3. Each 2016 Plan Share that is newly issued pursuant to the 2016 Plan will be validly issued, fully paid and non-assessable when: (i) the Registration Statement, as finally amended, shall have become effective under the Securities Act; (ii) such 2016 Plan Share shall have been duly issued and delivered in accordance with the 2016 Plan; and (iii) either certificates representing such 2016 Plan Share shall have been duly executed, countersigned and registered and duly delivered to the person entitled thereto against payment of the agreed consideration therefor (in an amount not less than the par value thereof) or, if any 2016 Plan Share is to be issued in uncertificated form, the Company’s books shall reflect the issuance of such 2016 Plan Share to the person entitled thereto against payment of the agreed consideration therefor (in an amount not less than the par value thereof), all in accordance with the 2016 Plan.

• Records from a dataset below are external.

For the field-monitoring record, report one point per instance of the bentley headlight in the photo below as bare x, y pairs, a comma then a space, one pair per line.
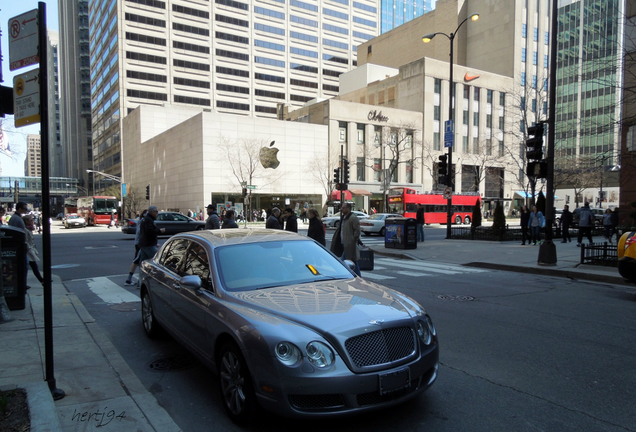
431, 327
287, 353
319, 354
424, 333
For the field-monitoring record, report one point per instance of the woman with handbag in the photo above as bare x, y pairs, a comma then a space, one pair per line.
535, 223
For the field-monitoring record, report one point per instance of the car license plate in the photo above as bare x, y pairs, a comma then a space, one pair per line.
394, 381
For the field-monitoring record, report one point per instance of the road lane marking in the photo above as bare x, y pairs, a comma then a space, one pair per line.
110, 292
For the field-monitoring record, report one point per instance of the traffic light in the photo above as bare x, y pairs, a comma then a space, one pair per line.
534, 143
345, 176
442, 169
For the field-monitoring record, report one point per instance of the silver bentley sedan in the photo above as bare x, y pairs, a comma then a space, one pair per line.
286, 324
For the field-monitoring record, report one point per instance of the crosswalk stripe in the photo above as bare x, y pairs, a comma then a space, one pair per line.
367, 275
428, 266
414, 274
110, 292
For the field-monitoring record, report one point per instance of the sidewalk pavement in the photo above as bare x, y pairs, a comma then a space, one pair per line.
100, 387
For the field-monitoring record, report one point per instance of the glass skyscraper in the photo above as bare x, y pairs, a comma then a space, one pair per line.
589, 64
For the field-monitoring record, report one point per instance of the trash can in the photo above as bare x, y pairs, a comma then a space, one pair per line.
14, 266
400, 233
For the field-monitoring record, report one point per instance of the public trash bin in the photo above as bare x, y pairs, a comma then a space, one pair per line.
14, 266
400, 233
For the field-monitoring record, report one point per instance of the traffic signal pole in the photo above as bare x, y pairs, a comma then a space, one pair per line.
547, 250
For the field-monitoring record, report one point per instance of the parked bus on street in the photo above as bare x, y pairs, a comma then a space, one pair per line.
404, 201
96, 210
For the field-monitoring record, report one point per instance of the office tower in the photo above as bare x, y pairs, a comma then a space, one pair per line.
32, 163
241, 57
75, 93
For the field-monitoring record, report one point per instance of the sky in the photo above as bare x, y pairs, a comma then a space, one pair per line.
14, 166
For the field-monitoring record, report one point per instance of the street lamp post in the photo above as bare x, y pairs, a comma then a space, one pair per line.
450, 179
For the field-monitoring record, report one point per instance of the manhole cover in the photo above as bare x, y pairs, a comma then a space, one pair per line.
172, 363
126, 306
455, 298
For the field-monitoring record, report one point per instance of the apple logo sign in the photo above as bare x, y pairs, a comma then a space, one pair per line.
268, 156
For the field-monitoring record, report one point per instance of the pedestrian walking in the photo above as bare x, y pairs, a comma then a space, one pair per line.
608, 225
586, 222
535, 223
229, 221
420, 220
316, 229
135, 263
525, 218
273, 221
291, 222
565, 222
32, 252
212, 222
346, 238
148, 241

4. Each Issued Share has been duly authorized and is validly issued, fully paid and non-assessable.

This opinion letter is limited to the General Corporation Law of the State of Delaware. We express no opinion as to the laws, rules or regulations of any other jurisdiction, including, without limitation, the federal laws of the United States of America or any state securities or blue sky laws.

We hereby consent to the filing of this opinion letter as an Exhibit to the Registration Statement and to all references to our Firm included in or made a part of the Registration Statement. In giving such consent, we do not thereby admit that we are in the category of persons whose consent is required under Section 7 of the Securities Act.